Tudo isso resulta em mais conteúdo na plataforma, e a resposta do Spotify para ajudar os usuários a navegar nela é, novamente, a IA. A empresa está adicionando descoberta de linguagem pure para audiolivros e podcasts, semelhante à forma como o Google tem incentivado as pessoas a buscarem conversas. A base já está aí: o Spotify já tem um AI DJ que permite conversar enquanto ouve música.

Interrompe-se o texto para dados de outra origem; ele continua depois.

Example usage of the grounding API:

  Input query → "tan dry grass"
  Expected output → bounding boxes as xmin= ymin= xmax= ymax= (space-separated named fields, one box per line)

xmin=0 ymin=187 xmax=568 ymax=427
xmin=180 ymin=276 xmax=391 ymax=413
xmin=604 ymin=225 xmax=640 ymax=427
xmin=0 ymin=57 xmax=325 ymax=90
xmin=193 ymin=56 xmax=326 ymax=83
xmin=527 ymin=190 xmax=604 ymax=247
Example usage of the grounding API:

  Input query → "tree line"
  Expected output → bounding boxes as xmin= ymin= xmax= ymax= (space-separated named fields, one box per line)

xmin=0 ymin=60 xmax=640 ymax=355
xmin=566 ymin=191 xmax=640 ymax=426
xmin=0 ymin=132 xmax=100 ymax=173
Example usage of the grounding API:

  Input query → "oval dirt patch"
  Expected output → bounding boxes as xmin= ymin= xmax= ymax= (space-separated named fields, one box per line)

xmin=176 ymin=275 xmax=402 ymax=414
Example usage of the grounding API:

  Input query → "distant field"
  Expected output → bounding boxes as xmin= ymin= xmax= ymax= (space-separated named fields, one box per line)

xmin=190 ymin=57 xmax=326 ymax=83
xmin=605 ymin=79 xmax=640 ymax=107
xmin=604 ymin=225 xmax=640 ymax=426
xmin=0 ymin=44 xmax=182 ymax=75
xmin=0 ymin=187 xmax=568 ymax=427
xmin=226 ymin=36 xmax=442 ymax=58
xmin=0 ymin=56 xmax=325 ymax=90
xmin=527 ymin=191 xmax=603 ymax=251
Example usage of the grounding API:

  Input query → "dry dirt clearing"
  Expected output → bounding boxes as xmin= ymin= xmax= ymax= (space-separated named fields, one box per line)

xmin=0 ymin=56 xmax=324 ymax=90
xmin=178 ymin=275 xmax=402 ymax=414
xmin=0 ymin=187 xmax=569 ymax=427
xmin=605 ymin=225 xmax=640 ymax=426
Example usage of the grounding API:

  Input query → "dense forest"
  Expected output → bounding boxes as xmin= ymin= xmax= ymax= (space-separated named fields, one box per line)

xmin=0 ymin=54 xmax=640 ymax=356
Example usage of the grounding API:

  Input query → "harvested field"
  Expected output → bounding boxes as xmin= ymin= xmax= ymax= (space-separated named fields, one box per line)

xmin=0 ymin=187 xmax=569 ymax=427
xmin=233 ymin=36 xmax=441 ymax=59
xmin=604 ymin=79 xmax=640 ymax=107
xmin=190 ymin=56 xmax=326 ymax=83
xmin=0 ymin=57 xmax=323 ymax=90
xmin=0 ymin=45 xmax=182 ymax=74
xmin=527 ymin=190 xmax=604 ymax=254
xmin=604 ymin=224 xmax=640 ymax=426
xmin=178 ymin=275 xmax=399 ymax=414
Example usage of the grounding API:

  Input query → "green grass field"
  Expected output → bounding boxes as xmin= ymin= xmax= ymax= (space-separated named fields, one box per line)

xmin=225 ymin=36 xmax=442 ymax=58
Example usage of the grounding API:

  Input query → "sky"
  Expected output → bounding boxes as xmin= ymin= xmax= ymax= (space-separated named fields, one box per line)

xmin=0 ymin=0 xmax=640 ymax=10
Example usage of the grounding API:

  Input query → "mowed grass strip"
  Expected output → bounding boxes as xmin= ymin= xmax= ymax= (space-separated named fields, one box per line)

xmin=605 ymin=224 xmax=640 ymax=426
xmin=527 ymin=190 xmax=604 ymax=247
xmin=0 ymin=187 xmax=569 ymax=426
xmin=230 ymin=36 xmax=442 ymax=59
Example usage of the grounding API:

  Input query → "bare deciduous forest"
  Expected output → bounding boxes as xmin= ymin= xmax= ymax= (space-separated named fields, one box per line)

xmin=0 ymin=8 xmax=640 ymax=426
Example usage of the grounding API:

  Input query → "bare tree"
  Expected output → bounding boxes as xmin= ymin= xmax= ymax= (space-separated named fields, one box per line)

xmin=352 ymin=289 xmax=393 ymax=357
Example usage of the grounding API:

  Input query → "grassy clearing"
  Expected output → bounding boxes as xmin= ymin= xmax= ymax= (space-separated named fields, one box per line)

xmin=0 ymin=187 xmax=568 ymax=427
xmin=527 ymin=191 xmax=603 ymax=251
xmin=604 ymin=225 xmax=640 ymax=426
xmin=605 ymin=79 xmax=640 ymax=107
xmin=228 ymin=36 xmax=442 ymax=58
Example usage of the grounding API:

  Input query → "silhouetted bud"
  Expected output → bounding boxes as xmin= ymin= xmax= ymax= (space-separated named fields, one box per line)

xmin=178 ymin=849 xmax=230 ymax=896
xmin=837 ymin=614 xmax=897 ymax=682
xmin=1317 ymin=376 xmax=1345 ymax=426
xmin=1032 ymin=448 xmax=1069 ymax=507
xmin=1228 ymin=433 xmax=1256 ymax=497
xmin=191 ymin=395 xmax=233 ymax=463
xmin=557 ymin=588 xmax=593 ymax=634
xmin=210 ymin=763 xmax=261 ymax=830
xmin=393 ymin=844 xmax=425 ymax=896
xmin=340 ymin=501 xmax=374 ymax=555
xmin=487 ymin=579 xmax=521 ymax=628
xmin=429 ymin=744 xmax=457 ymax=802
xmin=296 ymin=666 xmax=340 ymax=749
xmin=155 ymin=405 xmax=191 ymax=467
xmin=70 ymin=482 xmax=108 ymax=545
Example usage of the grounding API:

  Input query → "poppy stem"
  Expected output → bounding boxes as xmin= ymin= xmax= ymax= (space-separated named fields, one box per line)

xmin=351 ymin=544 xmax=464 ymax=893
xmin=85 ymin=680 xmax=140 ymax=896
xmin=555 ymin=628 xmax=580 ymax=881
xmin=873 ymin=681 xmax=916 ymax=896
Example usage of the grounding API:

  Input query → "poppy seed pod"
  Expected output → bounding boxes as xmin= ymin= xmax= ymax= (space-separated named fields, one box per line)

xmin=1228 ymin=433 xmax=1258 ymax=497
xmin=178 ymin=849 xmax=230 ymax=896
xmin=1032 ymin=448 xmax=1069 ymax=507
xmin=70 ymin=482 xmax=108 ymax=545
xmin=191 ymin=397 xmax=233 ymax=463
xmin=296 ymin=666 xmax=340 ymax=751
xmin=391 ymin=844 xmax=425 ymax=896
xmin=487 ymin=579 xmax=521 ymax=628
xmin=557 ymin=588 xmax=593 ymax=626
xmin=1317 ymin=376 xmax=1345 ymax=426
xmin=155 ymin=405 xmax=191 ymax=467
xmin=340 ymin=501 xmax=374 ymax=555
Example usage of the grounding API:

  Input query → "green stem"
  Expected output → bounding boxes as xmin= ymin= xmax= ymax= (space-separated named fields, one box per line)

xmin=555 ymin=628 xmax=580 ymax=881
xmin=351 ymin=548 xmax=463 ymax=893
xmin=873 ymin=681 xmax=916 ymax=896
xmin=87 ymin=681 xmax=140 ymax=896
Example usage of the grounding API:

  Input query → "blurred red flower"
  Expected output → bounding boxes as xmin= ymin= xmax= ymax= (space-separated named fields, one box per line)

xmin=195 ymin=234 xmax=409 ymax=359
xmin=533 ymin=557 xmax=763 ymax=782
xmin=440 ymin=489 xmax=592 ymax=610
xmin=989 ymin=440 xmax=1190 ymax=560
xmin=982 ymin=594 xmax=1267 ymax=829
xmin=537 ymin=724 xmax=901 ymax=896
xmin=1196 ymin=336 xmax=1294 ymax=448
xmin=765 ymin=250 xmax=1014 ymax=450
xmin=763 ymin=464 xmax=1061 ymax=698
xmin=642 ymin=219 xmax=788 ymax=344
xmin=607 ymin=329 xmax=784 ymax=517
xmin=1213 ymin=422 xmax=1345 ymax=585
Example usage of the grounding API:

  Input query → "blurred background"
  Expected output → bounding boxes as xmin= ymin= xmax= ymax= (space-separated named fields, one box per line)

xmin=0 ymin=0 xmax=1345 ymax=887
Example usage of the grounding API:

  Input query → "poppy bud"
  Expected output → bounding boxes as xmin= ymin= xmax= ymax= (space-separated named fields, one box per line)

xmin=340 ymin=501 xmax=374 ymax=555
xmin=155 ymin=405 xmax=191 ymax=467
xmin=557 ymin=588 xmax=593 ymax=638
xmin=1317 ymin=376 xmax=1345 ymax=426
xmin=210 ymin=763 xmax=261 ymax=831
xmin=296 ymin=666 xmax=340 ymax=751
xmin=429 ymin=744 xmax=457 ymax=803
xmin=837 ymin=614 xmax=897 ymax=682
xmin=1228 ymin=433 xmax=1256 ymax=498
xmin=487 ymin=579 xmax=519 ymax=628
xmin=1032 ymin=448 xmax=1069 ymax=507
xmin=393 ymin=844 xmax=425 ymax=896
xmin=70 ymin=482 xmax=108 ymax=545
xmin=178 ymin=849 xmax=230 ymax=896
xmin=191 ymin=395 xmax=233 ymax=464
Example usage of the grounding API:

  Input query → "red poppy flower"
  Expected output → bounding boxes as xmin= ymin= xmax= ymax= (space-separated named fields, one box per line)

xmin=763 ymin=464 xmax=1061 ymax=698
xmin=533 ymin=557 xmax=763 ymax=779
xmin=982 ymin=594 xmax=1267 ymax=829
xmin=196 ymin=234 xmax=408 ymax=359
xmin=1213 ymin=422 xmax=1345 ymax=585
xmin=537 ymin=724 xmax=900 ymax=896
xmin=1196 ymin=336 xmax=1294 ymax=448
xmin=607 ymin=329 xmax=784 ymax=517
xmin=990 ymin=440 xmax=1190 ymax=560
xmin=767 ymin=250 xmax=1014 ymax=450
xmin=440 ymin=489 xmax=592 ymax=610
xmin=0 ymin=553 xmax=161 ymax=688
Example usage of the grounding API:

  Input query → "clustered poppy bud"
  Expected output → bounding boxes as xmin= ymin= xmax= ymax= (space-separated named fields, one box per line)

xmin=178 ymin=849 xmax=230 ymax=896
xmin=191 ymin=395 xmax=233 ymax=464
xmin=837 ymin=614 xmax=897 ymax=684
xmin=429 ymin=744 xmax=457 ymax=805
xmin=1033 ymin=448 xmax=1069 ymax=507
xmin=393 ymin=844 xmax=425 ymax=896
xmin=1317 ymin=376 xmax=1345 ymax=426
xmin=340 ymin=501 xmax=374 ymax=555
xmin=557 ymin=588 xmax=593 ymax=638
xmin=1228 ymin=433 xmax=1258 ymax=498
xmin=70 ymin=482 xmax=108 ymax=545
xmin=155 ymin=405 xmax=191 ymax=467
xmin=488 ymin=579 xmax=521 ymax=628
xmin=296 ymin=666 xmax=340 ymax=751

Agora os usuários podem fazer perguntas para obter respostas sobre um episódio específico de podcast ou seus temas de forma mais ampla. Eles já podem estar fazendo isso em chatbots como ChatGPT ou Gemini, mas o Spotify não quer que eles saiam do aplicativo.

O Spotify está se esforçando para se tornar um aplicativo totalmente de áudio, mas nessa busca ele está se enchendo de recursos que os usuários não pediram e tornando-o confuso e mais difícil de navegar.

A empresa não está mais focada apenas no consumo – ela está incentivando ativamente os usuários a criarem conteúdo também, mesmo que seja apenas para eles próprios. O risco é que isso troque profundidade por amplitude: quanto mais tempo os usuários gastam para entender um aplicativo desordenado, menos tempo eles gastam descobrindo e ouvindo conteúdo de outros criadores. Isto levanta a questão: o Spotify está aprofundando o seu fosso competitivo ou diluindo o que o tornou essencial? Se os usuários sentirem que o aplicativo perdeu o foco e não está exibindo o conteúdo que desejam, mais deles poderão seguir minha colega Amanda porta afora – e passar algum tempo ouvindo com eles.